Ugh LEACH Bliley. Sorry.
Even Elizabeth Warren, when pressed, will concede that Glass Steagall wouldn't have prevented the economy from collapsing. Not that it was a bad law, it just wasn't constructed to cover the sorts of institutions where the shenanigans went down.
It's like a deadbolt on your front door failing to stop someone from kicking your side door down: you can't really blame the deadbolt, you just needed a second one.
Glass-Steagall, as it existed prior to the 1960's, would have surely prevented the meltdown. It would have prevented too big too fail in general.
The deregulation of banks was a chiseled away over the decades and sledgehammered into nothing in the 80's. If you want to see what really put the nail in the coffin, look to 1987, when banks lobbied Congress with the argument that it was preventing the United States from competing with growing banks in other countries. At this time there was a capitalistic cold war going on where internationals were racing to deregulate and consolidate.

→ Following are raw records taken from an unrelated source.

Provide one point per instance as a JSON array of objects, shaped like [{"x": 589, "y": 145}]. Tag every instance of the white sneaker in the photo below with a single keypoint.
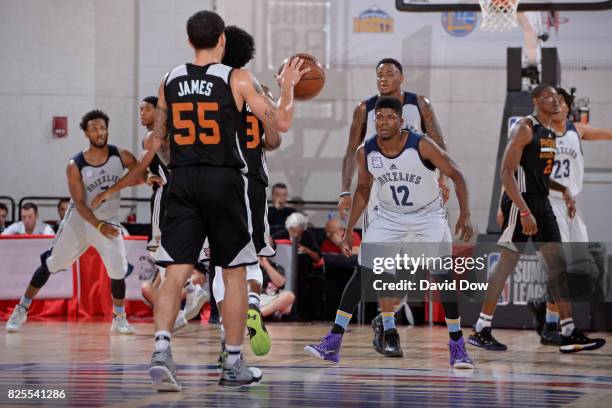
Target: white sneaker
[
  {"x": 17, "y": 319},
  {"x": 121, "y": 325},
  {"x": 194, "y": 302},
  {"x": 180, "y": 321}
]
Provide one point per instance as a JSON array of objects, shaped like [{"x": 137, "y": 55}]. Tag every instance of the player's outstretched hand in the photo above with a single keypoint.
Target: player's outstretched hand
[
  {"x": 464, "y": 227},
  {"x": 109, "y": 231},
  {"x": 530, "y": 226},
  {"x": 344, "y": 206},
  {"x": 291, "y": 72},
  {"x": 95, "y": 203}
]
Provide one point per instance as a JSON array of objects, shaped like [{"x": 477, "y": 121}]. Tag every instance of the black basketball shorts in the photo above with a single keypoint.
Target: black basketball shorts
[
  {"x": 207, "y": 202},
  {"x": 258, "y": 203},
  {"x": 512, "y": 231}
]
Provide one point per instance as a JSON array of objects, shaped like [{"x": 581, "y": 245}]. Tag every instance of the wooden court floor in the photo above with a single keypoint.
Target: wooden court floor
[{"x": 95, "y": 368}]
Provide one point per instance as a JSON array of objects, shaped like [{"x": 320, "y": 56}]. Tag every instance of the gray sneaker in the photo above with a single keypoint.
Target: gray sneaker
[
  {"x": 163, "y": 371},
  {"x": 121, "y": 325},
  {"x": 17, "y": 319},
  {"x": 239, "y": 374}
]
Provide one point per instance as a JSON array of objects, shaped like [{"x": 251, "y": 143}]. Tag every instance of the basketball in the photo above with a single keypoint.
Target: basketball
[{"x": 312, "y": 82}]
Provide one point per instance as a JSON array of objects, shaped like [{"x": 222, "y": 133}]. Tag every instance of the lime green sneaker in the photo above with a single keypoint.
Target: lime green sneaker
[{"x": 259, "y": 339}]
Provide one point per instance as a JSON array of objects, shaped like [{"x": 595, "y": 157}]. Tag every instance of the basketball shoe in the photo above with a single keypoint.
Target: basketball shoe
[
  {"x": 328, "y": 349},
  {"x": 17, "y": 319},
  {"x": 577, "y": 341},
  {"x": 458, "y": 355},
  {"x": 259, "y": 339},
  {"x": 163, "y": 371}
]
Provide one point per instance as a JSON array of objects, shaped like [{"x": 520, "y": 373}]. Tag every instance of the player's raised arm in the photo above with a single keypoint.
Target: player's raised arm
[
  {"x": 429, "y": 150},
  {"x": 277, "y": 116},
  {"x": 520, "y": 136},
  {"x": 362, "y": 195},
  {"x": 77, "y": 193},
  {"x": 592, "y": 133},
  {"x": 356, "y": 135}
]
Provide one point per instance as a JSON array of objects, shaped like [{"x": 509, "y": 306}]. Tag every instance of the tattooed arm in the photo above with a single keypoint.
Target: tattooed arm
[{"x": 432, "y": 128}]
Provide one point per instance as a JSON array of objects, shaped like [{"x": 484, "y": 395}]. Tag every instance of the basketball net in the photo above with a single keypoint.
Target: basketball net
[{"x": 498, "y": 15}]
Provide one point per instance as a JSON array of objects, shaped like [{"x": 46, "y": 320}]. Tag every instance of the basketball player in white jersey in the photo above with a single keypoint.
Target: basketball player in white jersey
[
  {"x": 418, "y": 114},
  {"x": 157, "y": 177},
  {"x": 568, "y": 170},
  {"x": 403, "y": 164},
  {"x": 89, "y": 172}
]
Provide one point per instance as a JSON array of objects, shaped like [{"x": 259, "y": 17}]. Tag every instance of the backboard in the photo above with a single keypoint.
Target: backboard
[{"x": 524, "y": 5}]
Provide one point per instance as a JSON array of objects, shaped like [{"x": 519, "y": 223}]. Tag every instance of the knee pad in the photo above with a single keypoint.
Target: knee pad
[
  {"x": 218, "y": 285},
  {"x": 254, "y": 273},
  {"x": 118, "y": 288},
  {"x": 40, "y": 277}
]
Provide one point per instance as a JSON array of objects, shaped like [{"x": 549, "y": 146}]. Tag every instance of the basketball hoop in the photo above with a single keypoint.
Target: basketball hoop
[{"x": 498, "y": 15}]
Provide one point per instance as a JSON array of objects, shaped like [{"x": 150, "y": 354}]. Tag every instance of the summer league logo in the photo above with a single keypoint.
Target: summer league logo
[
  {"x": 459, "y": 23},
  {"x": 373, "y": 20}
]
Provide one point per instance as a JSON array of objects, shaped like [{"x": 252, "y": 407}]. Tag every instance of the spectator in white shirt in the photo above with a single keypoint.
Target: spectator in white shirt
[{"x": 29, "y": 223}]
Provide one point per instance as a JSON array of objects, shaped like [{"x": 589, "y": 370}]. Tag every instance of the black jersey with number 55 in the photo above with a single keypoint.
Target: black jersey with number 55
[
  {"x": 204, "y": 125},
  {"x": 253, "y": 146}
]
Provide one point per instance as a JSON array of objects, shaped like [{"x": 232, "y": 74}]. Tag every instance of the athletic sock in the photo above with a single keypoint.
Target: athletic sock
[
  {"x": 341, "y": 322},
  {"x": 567, "y": 327},
  {"x": 233, "y": 354},
  {"x": 189, "y": 286},
  {"x": 454, "y": 328},
  {"x": 253, "y": 299},
  {"x": 551, "y": 316},
  {"x": 162, "y": 340},
  {"x": 483, "y": 321},
  {"x": 26, "y": 302},
  {"x": 388, "y": 320}
]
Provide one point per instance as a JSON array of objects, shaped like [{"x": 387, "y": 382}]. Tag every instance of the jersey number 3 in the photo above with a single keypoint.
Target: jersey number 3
[{"x": 213, "y": 136}]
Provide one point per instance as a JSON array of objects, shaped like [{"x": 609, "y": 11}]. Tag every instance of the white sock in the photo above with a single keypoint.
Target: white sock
[
  {"x": 253, "y": 299},
  {"x": 162, "y": 340},
  {"x": 567, "y": 326},
  {"x": 233, "y": 354},
  {"x": 483, "y": 321},
  {"x": 190, "y": 287},
  {"x": 25, "y": 302}
]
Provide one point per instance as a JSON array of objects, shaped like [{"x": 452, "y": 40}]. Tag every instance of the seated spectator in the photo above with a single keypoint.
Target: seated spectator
[
  {"x": 310, "y": 282},
  {"x": 62, "y": 208},
  {"x": 334, "y": 230},
  {"x": 29, "y": 223},
  {"x": 3, "y": 214},
  {"x": 278, "y": 213},
  {"x": 295, "y": 230},
  {"x": 274, "y": 300}
]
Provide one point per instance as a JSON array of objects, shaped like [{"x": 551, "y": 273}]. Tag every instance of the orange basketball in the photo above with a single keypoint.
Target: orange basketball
[{"x": 312, "y": 82}]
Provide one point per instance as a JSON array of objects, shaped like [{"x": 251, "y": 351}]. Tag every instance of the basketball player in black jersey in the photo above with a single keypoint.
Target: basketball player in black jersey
[
  {"x": 417, "y": 113},
  {"x": 525, "y": 175},
  {"x": 199, "y": 108},
  {"x": 259, "y": 137}
]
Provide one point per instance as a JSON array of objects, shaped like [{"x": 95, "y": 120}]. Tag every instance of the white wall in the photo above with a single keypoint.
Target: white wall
[{"x": 65, "y": 57}]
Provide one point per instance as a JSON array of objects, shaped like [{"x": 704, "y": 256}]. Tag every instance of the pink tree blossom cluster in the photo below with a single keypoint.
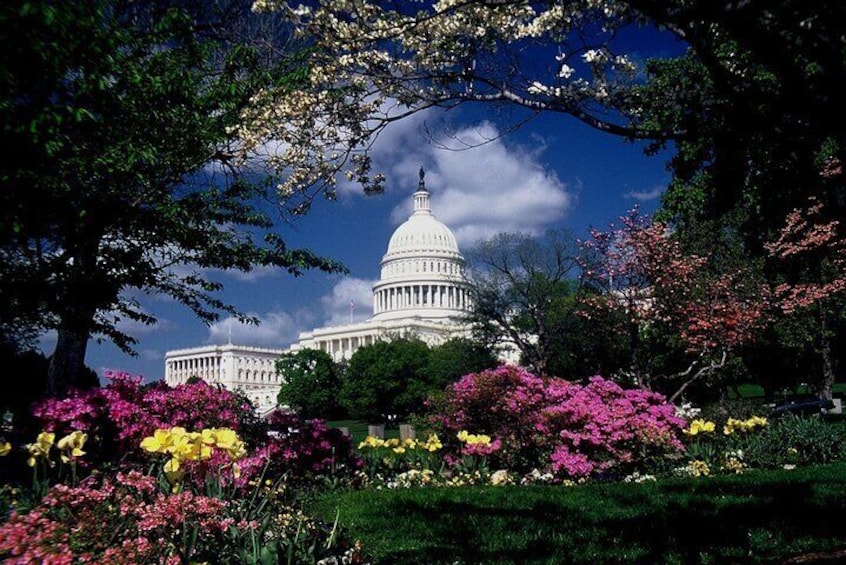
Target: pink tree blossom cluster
[
  {"x": 806, "y": 233},
  {"x": 644, "y": 273},
  {"x": 557, "y": 426}
]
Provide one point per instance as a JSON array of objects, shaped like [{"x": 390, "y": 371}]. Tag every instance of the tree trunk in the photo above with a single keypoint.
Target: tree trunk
[
  {"x": 826, "y": 387},
  {"x": 67, "y": 362}
]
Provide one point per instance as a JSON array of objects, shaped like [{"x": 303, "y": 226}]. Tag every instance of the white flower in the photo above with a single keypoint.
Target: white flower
[{"x": 566, "y": 71}]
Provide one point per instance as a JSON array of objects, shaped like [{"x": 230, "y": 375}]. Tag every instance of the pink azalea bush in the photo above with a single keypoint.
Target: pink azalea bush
[
  {"x": 118, "y": 416},
  {"x": 229, "y": 501},
  {"x": 146, "y": 525},
  {"x": 555, "y": 426},
  {"x": 123, "y": 412}
]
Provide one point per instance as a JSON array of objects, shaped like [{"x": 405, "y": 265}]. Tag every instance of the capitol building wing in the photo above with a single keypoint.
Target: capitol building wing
[{"x": 422, "y": 293}]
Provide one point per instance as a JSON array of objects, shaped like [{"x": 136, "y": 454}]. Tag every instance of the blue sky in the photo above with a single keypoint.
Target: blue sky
[{"x": 554, "y": 172}]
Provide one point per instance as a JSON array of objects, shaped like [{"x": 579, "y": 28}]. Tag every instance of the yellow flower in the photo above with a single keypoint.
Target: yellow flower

At this time, it's also important to note that Ronald Reagan thought it appropriate to pay fresh grads /hr at the SEC to to their job of not really caring about doing their jobs.
|Bobonne - 2015-12-17 |
Everybody in America should watch this.
Hell, everybody should watch this.
|Old_Zircon - 2015-12-17 |
|15th - 2015-12-17 |
Which one is Killer Mike?
Hehe.. the only thing I worry about is his pretty passive stance on guns, and listen to any RTJ song and it's fodder for Hillary. Remember when she got called out by Obama for being like a little Annie Oakley with her pro-gun remarks when she thought she could attract the gun-toting dems? I love Killer Mike and Bernie, but I wonder where this'll lead to down the road.
Bernie hasn't been put to any real scrutiny yet, and I don't think he's ready. Like, why does he plan to take single payer nationwide when it failed last year in his own state of Vermont? Last I heard, Bernie doesn't even know why Green Mountain Single Payer failed, but that's not stopping him.
I think Bernie's got a touch of the demagogue to him, and I don't like it. The reason why Green Mountain failed was that medical costs are as yet too high to make even single payer affordable, and a serious champion of health reform would say, "I guess we need to pivot over to medical costs now and put single payer on hold". But Bernie is not doing that, because single payer is such a crowd pleaser.
And of course most of his progressive agenda requires a Congress the likes of which we haven't seen since FDR. All right then, if we're campaigning on the basis of what we would love to deliver rather than what we have any chance of making good on, vote for me, because I will promise each of you a nuclear powered go-cart and your own personal Frankenstein.
While I don't exactly disagree, Bort, I don't see anyone else running who I'd be comfortable voting for.